Though I am very confident that you are an amazing mother, I do suggest that you possibly turn towards your pastor or even the JV football coach and ask one of them to begin mentoring your youngest son. Now that he is entering high school, it is crucial that your son begin receiving positive, male energy in his life on a regular basis. He should be receiving this sense of guidance outside of his male, peer group. Since he obviously doesn’t feel a natural attachment to his older brother right now, another adult, male figure that you trust should begin building a solid relationship with him. There are certain issues that your youngest son simply isn’t going to feel comfortable bringing to you now that he will be experiencing early manhood thoughts and feelings.

Also, you may be a little too concerned about public ‘appearances’. You mentioned the fact that you only support your youngest son playing JV football because of how children who participate in extra curricular activities are “looked upon” positively by others in the community. You then went on to say that if your youngest son had to attend the actual neighborhood high school that he was accepted into, members of the congregation would see him as being a failure. I could understand if you suggested you didn’t want your son to attend the local high school for safety reasons. However, it seems that you are encouraging your children to reach for a standard of success that is measured by outsiders. You cannot push your children to make decisions based on how they will be judged by a community of onlookers.

Now that you have pulled strings to have your youngest son placed into the college prep high school that your oldest just graduated from, he is going to face greater levels of academic difficulty than he experienced in middle school. Your son is obviously intelligent, as he performed exceptionally well on the standardized tests for eighth grade students. However, if your youngest son isn’t an independent student, as you suggest he isn’t, the pace of his classes are going to be challenging for him. It would have been wiser for you to allow your son to attend the school where his academic performance matched the structure and pace of the curriculum. If he started to feel out of place or more advanced than his classmates, he may have pushed HIMSELF to earn a transfer slot into the college prep high school for his sophomore year. By calling in favors to have your youngest son placed in a high school above his progress level, you also sent the message to him that he doesn’t have to work for certain opportunities because his mother can pull strings to arrange them. Keep that in mind before calling in favors next year to secure your youngest son a seasonal or part-time job.

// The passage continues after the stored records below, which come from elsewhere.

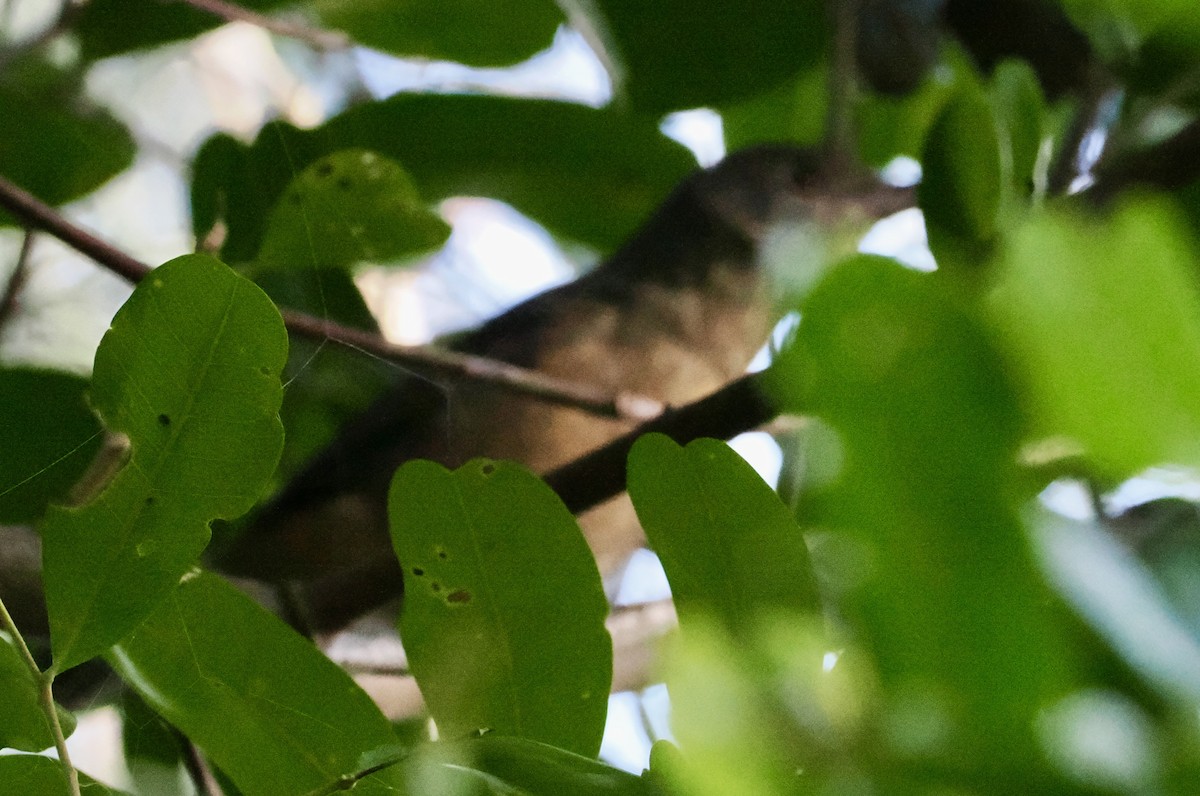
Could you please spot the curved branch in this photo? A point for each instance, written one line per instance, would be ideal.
(627, 406)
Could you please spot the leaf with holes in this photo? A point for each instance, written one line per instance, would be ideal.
(727, 544)
(504, 610)
(349, 207)
(264, 704)
(190, 373)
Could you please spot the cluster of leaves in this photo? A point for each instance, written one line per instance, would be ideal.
(917, 623)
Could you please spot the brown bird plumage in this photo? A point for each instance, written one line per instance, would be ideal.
(675, 315)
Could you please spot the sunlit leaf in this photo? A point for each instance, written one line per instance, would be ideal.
(923, 542)
(349, 207)
(189, 372)
(503, 617)
(730, 548)
(264, 704)
(1102, 322)
(588, 174)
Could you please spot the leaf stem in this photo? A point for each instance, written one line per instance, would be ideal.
(46, 696)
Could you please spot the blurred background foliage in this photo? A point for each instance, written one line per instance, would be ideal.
(981, 574)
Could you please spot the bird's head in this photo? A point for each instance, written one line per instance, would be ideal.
(761, 186)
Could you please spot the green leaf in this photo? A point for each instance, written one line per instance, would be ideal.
(504, 609)
(23, 725)
(730, 548)
(1122, 600)
(675, 54)
(23, 774)
(349, 207)
(934, 570)
(189, 372)
(48, 436)
(493, 33)
(54, 145)
(1020, 117)
(480, 34)
(592, 175)
(1102, 322)
(154, 750)
(268, 707)
(960, 186)
(327, 384)
(897, 126)
(795, 111)
(510, 765)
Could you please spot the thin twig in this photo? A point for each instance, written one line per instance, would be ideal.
(46, 696)
(198, 771)
(839, 133)
(323, 40)
(627, 406)
(17, 279)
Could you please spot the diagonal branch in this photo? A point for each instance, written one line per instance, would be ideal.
(323, 40)
(628, 406)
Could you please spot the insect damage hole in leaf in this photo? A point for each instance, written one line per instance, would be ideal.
(503, 618)
(207, 346)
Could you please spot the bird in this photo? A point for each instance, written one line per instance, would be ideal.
(675, 313)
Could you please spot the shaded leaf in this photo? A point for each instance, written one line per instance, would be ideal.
(1020, 117)
(47, 434)
(795, 111)
(504, 610)
(22, 774)
(268, 707)
(189, 372)
(327, 384)
(730, 548)
(588, 174)
(675, 54)
(53, 144)
(960, 186)
(349, 207)
(930, 560)
(491, 33)
(113, 27)
(480, 34)
(897, 126)
(22, 724)
(1102, 322)
(1120, 598)
(498, 764)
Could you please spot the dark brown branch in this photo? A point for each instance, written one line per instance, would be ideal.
(627, 406)
(324, 40)
(331, 602)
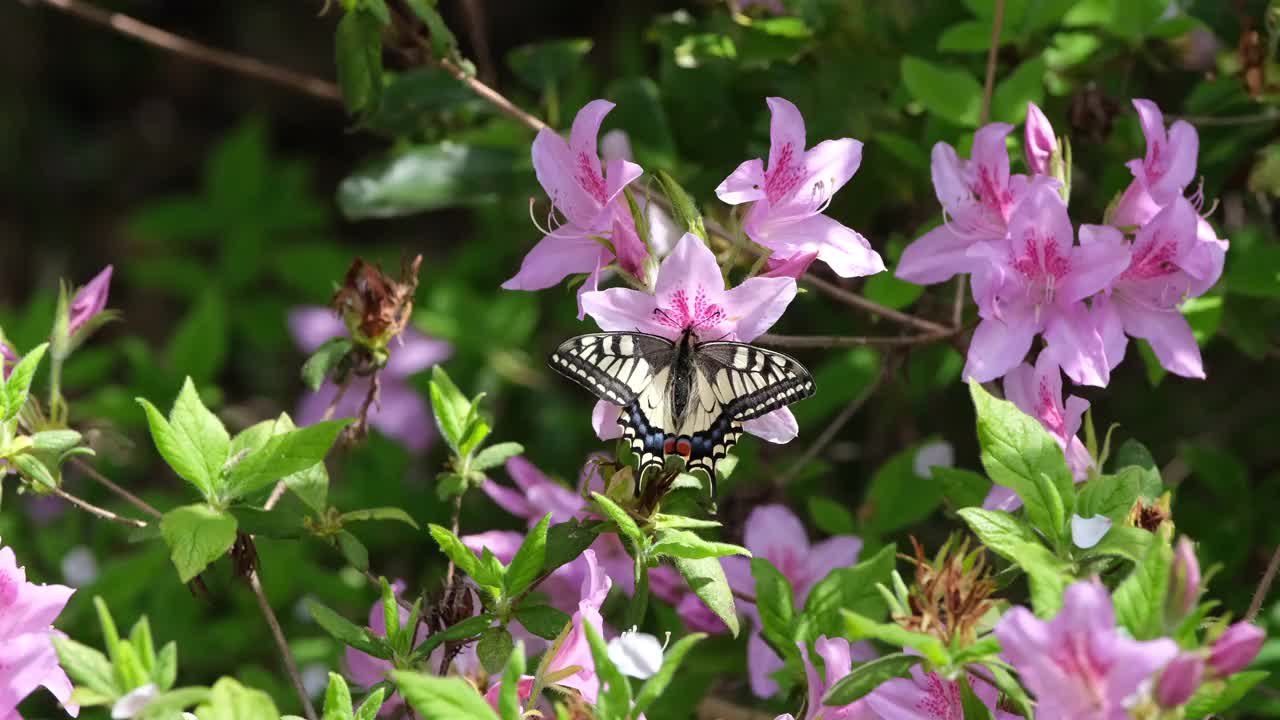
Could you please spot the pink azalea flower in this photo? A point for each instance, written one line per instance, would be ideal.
(927, 696)
(1038, 392)
(1034, 282)
(1079, 665)
(1040, 142)
(978, 197)
(776, 534)
(787, 199)
(1170, 160)
(1173, 260)
(690, 294)
(401, 411)
(90, 300)
(839, 656)
(590, 199)
(27, 656)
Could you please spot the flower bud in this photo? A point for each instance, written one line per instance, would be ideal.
(1238, 646)
(1041, 144)
(1180, 679)
(1184, 583)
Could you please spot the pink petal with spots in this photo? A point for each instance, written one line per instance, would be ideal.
(744, 185)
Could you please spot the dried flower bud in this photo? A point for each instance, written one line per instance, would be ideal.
(1180, 679)
(1238, 646)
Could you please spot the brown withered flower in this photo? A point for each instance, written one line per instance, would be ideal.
(374, 306)
(951, 592)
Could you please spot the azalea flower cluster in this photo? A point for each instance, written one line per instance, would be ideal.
(1127, 277)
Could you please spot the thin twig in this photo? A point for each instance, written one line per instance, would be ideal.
(151, 35)
(282, 645)
(90, 507)
(833, 427)
(124, 495)
(1264, 587)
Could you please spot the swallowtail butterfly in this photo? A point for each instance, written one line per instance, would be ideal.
(685, 397)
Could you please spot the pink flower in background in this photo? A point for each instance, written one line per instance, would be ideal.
(1038, 392)
(590, 199)
(401, 411)
(1038, 141)
(789, 196)
(1171, 261)
(1170, 160)
(690, 295)
(1034, 282)
(978, 197)
(27, 656)
(776, 534)
(837, 656)
(90, 300)
(928, 696)
(1079, 665)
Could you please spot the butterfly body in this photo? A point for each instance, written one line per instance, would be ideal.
(682, 399)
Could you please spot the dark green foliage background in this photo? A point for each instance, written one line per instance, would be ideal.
(220, 201)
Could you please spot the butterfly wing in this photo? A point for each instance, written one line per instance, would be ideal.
(732, 383)
(630, 370)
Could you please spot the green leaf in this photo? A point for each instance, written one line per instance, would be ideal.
(1019, 454)
(426, 177)
(528, 564)
(896, 497)
(1004, 533)
(542, 620)
(858, 627)
(324, 360)
(197, 534)
(379, 514)
(359, 53)
(508, 697)
(232, 701)
(1139, 601)
(869, 675)
(283, 455)
(18, 384)
(347, 632)
(494, 650)
(951, 94)
(690, 546)
(963, 488)
(707, 579)
(442, 697)
(496, 455)
(627, 527)
(87, 666)
(1219, 696)
(848, 588)
(686, 214)
(671, 661)
(337, 700)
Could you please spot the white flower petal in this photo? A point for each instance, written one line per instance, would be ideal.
(1086, 532)
(933, 454)
(132, 703)
(638, 655)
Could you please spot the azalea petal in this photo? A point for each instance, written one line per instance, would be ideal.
(744, 185)
(622, 309)
(999, 346)
(757, 304)
(936, 256)
(1087, 532)
(842, 249)
(1170, 338)
(554, 258)
(778, 427)
(312, 326)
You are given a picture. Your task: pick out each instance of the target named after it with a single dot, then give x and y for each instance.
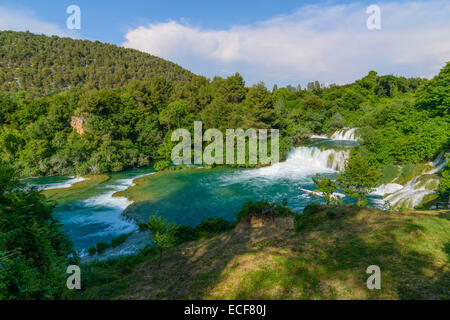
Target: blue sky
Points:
(273, 41)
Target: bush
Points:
(102, 246)
(120, 239)
(256, 208)
(185, 234)
(92, 251)
(214, 225)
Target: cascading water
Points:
(345, 134)
(304, 161)
(411, 194)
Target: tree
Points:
(358, 179)
(326, 188)
(162, 234)
(434, 95)
(33, 249)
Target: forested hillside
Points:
(90, 129)
(44, 65)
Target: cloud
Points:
(329, 43)
(25, 20)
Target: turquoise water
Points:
(189, 196)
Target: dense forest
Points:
(125, 123)
(123, 110)
(75, 107)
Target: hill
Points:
(327, 260)
(51, 64)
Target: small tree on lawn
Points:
(162, 234)
(358, 179)
(326, 189)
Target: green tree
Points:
(162, 234)
(327, 189)
(358, 179)
(33, 248)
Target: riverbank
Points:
(65, 195)
(273, 261)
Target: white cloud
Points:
(329, 43)
(25, 20)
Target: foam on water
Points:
(99, 218)
(61, 185)
(345, 134)
(413, 192)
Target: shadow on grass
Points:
(327, 262)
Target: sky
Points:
(282, 42)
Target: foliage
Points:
(117, 241)
(102, 246)
(92, 251)
(124, 104)
(444, 186)
(434, 95)
(358, 179)
(161, 165)
(162, 234)
(264, 208)
(327, 189)
(51, 64)
(33, 248)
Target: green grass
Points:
(326, 260)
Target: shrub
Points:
(161, 165)
(92, 251)
(256, 208)
(119, 240)
(185, 234)
(102, 246)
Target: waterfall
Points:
(411, 194)
(345, 134)
(325, 159)
(301, 163)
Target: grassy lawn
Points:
(328, 261)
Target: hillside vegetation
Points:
(326, 259)
(45, 65)
(119, 107)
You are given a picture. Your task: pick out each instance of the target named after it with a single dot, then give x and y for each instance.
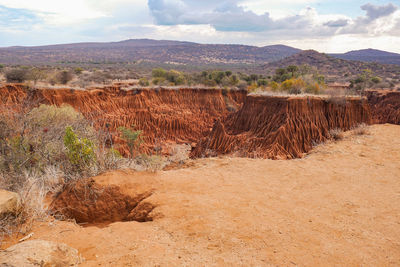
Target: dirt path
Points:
(338, 206)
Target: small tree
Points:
(144, 82)
(36, 74)
(133, 139)
(64, 77)
(159, 73)
(16, 75)
(80, 152)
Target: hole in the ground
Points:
(89, 203)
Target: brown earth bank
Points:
(334, 207)
(213, 121)
(385, 106)
(282, 127)
(164, 115)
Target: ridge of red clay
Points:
(214, 121)
(281, 127)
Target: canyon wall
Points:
(281, 127)
(214, 122)
(165, 115)
(385, 106)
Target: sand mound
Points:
(89, 202)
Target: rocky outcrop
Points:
(385, 106)
(10, 203)
(86, 201)
(39, 253)
(281, 127)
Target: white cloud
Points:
(255, 22)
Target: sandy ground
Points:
(338, 206)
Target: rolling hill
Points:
(338, 68)
(148, 50)
(371, 55)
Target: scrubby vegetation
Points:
(292, 79)
(45, 147)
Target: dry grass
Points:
(361, 129)
(336, 134)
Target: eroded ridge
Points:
(281, 127)
(165, 115)
(385, 106)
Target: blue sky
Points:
(327, 26)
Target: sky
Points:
(327, 26)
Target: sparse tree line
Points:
(291, 79)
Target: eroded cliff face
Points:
(213, 121)
(281, 127)
(385, 106)
(164, 115)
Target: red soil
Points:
(164, 115)
(266, 126)
(385, 106)
(88, 202)
(281, 127)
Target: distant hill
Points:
(148, 50)
(371, 55)
(339, 69)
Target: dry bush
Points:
(180, 153)
(361, 129)
(336, 134)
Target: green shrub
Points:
(80, 152)
(133, 139)
(144, 82)
(159, 73)
(16, 75)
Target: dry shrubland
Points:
(46, 147)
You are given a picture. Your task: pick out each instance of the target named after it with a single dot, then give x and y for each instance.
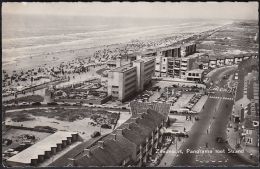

Honestly, your youngest son will begin to display academic progress once he is able to sort out his internal struggles, as well as carve his own position at home and in his new school. Give your son room to step from behind the shadow of his older brother. Allow him to develop a positive relationship with his coach and classmates during this freshman school year. I encourage you and your oldest son to attend as many of the football games as possible. Your presence will make him feel that his individual accomplishments are being supported. Do not pull him from JV if he isn’t bringing home all grades above 80 during the first or second quarter. Beyond the physical training, team sports have the ability to build self-esteem, confidence and focus in the lives of many young boys. The confidence your youngest son feels on the field will translate into his determination to achieve academically. He is already a smart young man. People don’t always perform poorly in school because they’re lazy or unintelligent. It’s often that these individuals are dealing with internal stressors as well. Help him to cope by using language and love that is specific to his needs – not as your youngest son in comparison to his older brother, but as a fourteen year old boy who is still trying to find his way in the world.